An unprecedented level of stimulus payments and containment-induced reduction in spending during the pandemic resulted in an accumulation of roughly $2.7 trillion in excess saving. The extent of excess saving draw-down boils down to the question who’s holding these reserves. Excess saving concentrated in the hands of high-income households are more likely end up converted into financial and real assets. Low- and medium- income households, who have higher marginal propensity to consume, saw a greater increase in their deposits than their affluent neighbors. This means that there is a good chance that at least some of the excess saving will be spent on goods and services, lifting growth and inflation prospects. All told, that we assume that between 5% and 10% of these reserves will be channeled to consumption over the next two and a half years.

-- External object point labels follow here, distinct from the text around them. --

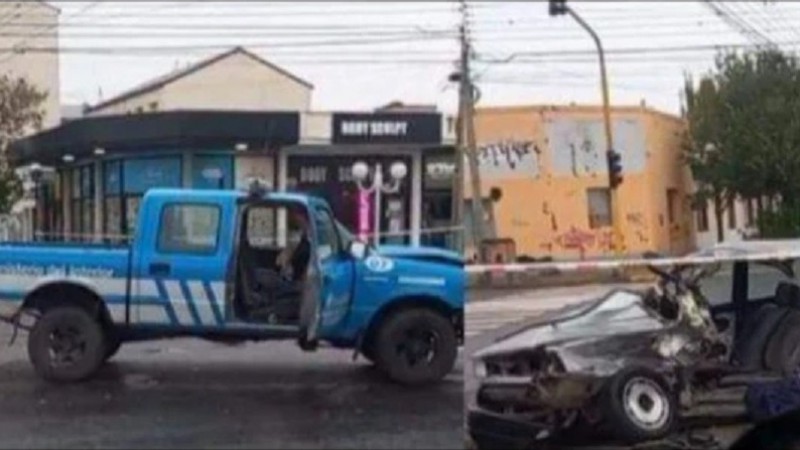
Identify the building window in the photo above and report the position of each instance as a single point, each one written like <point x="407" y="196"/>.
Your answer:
<point x="751" y="212"/>
<point x="83" y="202"/>
<point x="599" y="202"/>
<point x="113" y="214"/>
<point x="673" y="206"/>
<point x="702" y="217"/>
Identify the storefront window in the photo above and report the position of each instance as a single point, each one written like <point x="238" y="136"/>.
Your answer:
<point x="124" y="184"/>
<point x="112" y="208"/>
<point x="83" y="202"/>
<point x="329" y="177"/>
<point x="437" y="201"/>
<point x="212" y="172"/>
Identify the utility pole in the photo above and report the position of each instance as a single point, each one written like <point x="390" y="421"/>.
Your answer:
<point x="466" y="140"/>
<point x="613" y="158"/>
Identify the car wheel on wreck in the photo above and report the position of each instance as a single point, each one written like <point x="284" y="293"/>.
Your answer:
<point x="638" y="405"/>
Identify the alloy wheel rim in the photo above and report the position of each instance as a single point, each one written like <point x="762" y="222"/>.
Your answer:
<point x="646" y="403"/>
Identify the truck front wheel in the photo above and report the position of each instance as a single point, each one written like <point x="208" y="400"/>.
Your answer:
<point x="416" y="346"/>
<point x="66" y="345"/>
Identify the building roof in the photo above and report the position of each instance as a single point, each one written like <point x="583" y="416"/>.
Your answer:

Motivated by a question of what more consumption of excess saving would do, we ran two alternative scenarios where households draw-down 15% and 25% of saving accumulated during the pandemic. These scenarios result in an additional 0.4 to 0.7 percentage points in real output growth – quite an impressive lift. However, actual output may not be augmented by this amount as it pushes against supply constraints. Instead, it could put upward pressure on prices, requiring an earlier withdrawal of monetary policy from the Federal Reserve.
If materialized, these scenarios present an upside risk to our outlook. Still, the balance of economic arguments is tilted towards a moderate reduction in excess saving due to a lower aggregate propensity to consume as well as lingering uncertainty that continues to limit consumption choices.